C'è chi dice che la Storia non si fa con i se, ma non ci credo, e mi piace provare a pensare, correndo il rischio di sbagliare, che se i morti, tutti i morti della Grande guerra, fossero rimasti nei tanti cimiteri da campo, se fossero rimasti a ridosso delle cime, lungo le valli, vicino alle chiese di paese, forse il concetto stesso di Grande Guerra oggi sarebbe diverso. Se non fossero stati costruiti quei Moby Dick della "memoria parziale", i bambini cresciuti nelle zone di guerra avrebbero portato, nel giorno dei morti, i fiori alla tomba del nonno, trovando, lì a pochi passi, le tombe dei soldati "dell'altra guerra". In particolar modo, almeno questo è quanto ho visto nei piccoli cimiteri austriaci della Pusteria, sarebbe sopravvissuta una dimensione intima e religiosa della morte, più vicina e quindi forse più facile da comprendere, da sentire propria.

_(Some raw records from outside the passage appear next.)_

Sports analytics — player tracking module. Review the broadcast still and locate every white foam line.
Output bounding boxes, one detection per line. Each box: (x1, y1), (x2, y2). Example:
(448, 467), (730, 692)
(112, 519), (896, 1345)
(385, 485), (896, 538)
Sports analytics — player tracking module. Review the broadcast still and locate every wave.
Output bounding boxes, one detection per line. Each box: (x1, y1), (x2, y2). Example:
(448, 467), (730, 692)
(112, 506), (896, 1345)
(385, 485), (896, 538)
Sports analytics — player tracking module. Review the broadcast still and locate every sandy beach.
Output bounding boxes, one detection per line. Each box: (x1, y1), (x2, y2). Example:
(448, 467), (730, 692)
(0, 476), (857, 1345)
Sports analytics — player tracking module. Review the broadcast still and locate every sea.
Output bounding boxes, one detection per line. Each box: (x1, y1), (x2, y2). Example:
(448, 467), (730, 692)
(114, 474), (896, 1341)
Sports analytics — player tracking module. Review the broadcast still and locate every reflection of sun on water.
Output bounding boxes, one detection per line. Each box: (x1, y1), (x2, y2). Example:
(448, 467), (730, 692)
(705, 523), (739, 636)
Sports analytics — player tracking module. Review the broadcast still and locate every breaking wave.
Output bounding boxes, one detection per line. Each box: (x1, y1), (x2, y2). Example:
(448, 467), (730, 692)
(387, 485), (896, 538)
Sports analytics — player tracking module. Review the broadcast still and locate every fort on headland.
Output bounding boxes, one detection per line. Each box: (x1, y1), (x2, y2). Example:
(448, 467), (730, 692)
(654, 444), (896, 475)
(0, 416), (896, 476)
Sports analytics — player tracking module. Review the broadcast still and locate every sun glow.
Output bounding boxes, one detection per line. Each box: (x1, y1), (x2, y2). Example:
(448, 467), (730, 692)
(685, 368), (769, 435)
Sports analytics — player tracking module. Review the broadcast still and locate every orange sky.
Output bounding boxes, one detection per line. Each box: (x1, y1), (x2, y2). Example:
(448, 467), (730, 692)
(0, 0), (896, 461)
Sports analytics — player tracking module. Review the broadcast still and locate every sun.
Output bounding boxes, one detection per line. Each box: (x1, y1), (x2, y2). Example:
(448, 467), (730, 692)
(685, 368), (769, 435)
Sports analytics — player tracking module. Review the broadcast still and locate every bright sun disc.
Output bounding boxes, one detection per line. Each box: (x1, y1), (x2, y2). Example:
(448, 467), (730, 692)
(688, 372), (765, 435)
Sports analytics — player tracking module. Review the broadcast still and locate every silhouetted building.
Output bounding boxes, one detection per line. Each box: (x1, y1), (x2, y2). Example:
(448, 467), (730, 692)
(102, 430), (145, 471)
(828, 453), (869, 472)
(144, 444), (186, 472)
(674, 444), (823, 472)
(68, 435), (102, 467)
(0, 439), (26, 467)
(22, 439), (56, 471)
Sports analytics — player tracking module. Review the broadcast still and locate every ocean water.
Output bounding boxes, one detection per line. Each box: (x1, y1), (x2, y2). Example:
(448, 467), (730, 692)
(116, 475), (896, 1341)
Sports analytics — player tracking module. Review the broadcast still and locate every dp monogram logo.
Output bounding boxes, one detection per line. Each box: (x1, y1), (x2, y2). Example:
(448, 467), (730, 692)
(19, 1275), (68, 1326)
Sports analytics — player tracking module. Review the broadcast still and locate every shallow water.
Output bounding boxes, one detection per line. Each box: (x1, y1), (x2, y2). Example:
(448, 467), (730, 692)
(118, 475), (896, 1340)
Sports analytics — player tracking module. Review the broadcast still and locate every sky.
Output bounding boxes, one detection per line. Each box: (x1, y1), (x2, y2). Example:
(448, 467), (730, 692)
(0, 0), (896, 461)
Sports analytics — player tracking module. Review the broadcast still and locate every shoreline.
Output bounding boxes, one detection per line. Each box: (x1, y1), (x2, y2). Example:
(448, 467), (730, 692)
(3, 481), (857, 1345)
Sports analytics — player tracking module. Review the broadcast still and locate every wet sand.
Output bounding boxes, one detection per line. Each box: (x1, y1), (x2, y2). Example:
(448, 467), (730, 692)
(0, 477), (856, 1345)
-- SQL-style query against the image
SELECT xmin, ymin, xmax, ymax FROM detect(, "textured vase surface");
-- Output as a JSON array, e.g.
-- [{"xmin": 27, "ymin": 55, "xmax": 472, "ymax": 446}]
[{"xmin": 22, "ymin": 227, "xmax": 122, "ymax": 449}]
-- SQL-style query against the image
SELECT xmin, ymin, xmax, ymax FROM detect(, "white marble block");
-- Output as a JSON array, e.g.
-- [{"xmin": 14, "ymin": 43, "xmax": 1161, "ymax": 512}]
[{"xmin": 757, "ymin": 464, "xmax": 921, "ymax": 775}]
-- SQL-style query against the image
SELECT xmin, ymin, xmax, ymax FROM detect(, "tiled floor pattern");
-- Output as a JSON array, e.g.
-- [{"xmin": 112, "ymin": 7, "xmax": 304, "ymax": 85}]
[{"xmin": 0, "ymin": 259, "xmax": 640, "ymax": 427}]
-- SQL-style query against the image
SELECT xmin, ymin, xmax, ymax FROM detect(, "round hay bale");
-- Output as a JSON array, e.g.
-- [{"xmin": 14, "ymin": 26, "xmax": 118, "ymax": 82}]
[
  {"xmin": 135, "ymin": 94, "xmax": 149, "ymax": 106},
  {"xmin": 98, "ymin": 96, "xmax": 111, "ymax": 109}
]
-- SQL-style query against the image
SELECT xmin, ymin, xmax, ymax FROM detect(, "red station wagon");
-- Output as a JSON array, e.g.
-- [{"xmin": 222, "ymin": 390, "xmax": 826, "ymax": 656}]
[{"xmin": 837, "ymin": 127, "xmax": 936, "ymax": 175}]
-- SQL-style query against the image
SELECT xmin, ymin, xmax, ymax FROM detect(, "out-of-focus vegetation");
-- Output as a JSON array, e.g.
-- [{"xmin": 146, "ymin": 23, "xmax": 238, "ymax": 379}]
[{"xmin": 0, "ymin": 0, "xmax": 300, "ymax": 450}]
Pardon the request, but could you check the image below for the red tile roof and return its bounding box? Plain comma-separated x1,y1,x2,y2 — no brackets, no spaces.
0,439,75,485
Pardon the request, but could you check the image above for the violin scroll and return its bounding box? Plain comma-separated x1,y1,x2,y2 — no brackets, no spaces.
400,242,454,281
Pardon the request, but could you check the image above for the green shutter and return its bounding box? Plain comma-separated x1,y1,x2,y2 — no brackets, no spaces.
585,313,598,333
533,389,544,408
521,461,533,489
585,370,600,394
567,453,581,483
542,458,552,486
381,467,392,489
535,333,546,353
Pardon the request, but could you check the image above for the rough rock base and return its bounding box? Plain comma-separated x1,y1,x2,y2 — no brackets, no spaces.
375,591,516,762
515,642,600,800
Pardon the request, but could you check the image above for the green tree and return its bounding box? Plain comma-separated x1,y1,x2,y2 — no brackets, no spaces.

Certo sono passati ormai cento anni, e forse a nessuno importa più di queste cose. O forse sì, perché, in fin dei conti, stiamo parlando di pedagogia, come dimostrano queste righe tratte da Niente di nuovo sul fronte occidentale di Remarque:

"Dovemmo riconoscere che la nostra età era più onesta della loro [gli insegnanti]. […] Mentre essi continuavano a scrivere e a parlare, noi vedevamo gli ospedali e i moribondi; mentre essi esaltavano la grandezza del servire lo Stato, noi sapevamo già che il terrore della morte è più forte. Non per ciò diventammo ribelli, disertori, vigliacchi – espressioni tutte ch'essi maneggiavano con tanta facilità – noi amavamo la patria quanto loro, e ad ogni attacco avanzavamo con coraggio; ma ormai sapevamo distinguere, avevamo ad un tratto imparato a guardare le cose in faccia. E vedevamo che del loro mondo non sopravviveva più nulla. Improvvisamente, spaventevolmente, ci sentimmo soli".